In general, the national specifics of nutrition, varying greatly, are connected both with the natural environment - climate and the range of available products, and with the specific historical destinies of a particular people. At the same time, not a single national cuisine, for various reasons, uses all the potential opportunities provided by the natural resources of the respective countries.

Almost everywhere in East Asia - in the north east of the Mongolian People's Republic, in the south east of India - until recently, milk and dairy products were not consumed (or their consumption was viewed with disapproval). The Chinese, who are not accustomed to European cuisine, also do not eat almost anything that has not been heat-treated, even, say, raw salted herring or lightly salted salmon.


Related information.


Material culture and its types.

Culture is an integral system object with a complex structure. At the same time, the very existence of culture acts as a single process that can be divided into two spheres: material and spiritual. Material culture is divided into: - production and technological culture, which represents the material results of material production and methods of technological activity of a social person; - reproduction of the human race, which includes the entire sphere of intimate relationships between a man and a woman. It should be noted that material culture is usually understood not so much as the creation of the objective world of people, but rather the activity of shaping the “conditions of human existence.” The essence of material culture is the embodiment of various human needs, allowing people to adapt to biological and social conditions life.

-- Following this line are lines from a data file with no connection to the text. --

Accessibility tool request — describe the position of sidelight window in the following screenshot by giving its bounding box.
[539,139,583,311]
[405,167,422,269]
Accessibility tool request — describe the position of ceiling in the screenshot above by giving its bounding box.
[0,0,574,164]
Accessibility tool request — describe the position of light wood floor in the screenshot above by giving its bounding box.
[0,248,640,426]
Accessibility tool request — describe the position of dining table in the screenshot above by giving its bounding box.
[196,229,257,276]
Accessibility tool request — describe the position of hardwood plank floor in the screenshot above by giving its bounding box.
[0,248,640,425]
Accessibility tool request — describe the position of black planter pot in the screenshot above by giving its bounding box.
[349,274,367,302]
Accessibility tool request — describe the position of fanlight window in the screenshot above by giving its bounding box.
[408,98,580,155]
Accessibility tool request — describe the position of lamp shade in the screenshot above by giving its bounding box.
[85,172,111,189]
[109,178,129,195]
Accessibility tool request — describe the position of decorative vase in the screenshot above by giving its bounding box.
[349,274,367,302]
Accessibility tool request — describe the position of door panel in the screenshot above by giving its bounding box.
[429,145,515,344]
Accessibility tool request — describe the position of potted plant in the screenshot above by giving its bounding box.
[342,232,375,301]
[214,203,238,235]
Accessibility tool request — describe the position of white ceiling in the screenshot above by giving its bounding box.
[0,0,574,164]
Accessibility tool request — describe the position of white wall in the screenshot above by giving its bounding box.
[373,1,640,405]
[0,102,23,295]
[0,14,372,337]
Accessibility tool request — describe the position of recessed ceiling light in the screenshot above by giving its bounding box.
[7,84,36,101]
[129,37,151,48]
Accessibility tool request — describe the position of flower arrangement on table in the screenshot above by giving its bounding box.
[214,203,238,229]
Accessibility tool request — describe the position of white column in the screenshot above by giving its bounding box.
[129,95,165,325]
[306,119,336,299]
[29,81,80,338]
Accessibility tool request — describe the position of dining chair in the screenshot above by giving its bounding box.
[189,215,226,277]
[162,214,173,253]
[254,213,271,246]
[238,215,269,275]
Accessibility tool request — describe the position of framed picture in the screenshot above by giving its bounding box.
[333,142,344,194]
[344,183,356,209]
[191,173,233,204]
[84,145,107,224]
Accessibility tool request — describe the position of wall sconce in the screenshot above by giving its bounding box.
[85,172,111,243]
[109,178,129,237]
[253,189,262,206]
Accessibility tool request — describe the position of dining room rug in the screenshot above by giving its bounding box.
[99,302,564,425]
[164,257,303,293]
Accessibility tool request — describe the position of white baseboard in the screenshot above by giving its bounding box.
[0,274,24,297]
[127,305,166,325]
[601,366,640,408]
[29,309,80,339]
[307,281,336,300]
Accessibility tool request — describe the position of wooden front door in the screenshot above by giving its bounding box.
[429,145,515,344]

Material culture - surrounding a person Wednesday. Material culture is created by all types of human labor. It creates the standard of living of society, the nature of its material needs and the possibility of satisfying them. The material culture of society falls into eight categories:

1) animal breeds;

2) plant varieties;

3) soil culture;

4) buildings and structures;

5) tools and equipment;

6) communication routes and means of transport;

7) communications and means of communication;

8) technology.

1. Breeds of animals constitute a special category of material culture, because this category does not include the number of animals of a given breed, but precisely the carriers of the breed.

This category of material culture includes not only animals for economic use, but also decorative breeds of dogs, pigeons, etc. The process of transferring wild animals into domestic ones through directed selection and crossing is accompanied by a change in their appearance, gene pool and behavior. But not all tame animals, for example, cheetahs used for hunting, belong to material culture, because did not undergo directed crossing processes.

Wild and domestic animals of the same species can coexist in time (as, for example, pigs and wild boars) or be only domestic.

2. Plant varieties are developed through selection and targeted education. The number of varieties is constantly increasing in each plant species. Unlike animal breeds, plants can be stored in seeds, which contain all the qualities of an adult plant. Seed storage allows you to collect collections of seeds and save them, systematize, classify, etc. conduct all types of activities characteristic of cultural work. Since different plant species different relationships between seeds and an adult plant, since many plants are propagated by layering and cuttings, crop-forming functions are combined with the distribution of varieties in a given area. This is done by nurseries and seed farms.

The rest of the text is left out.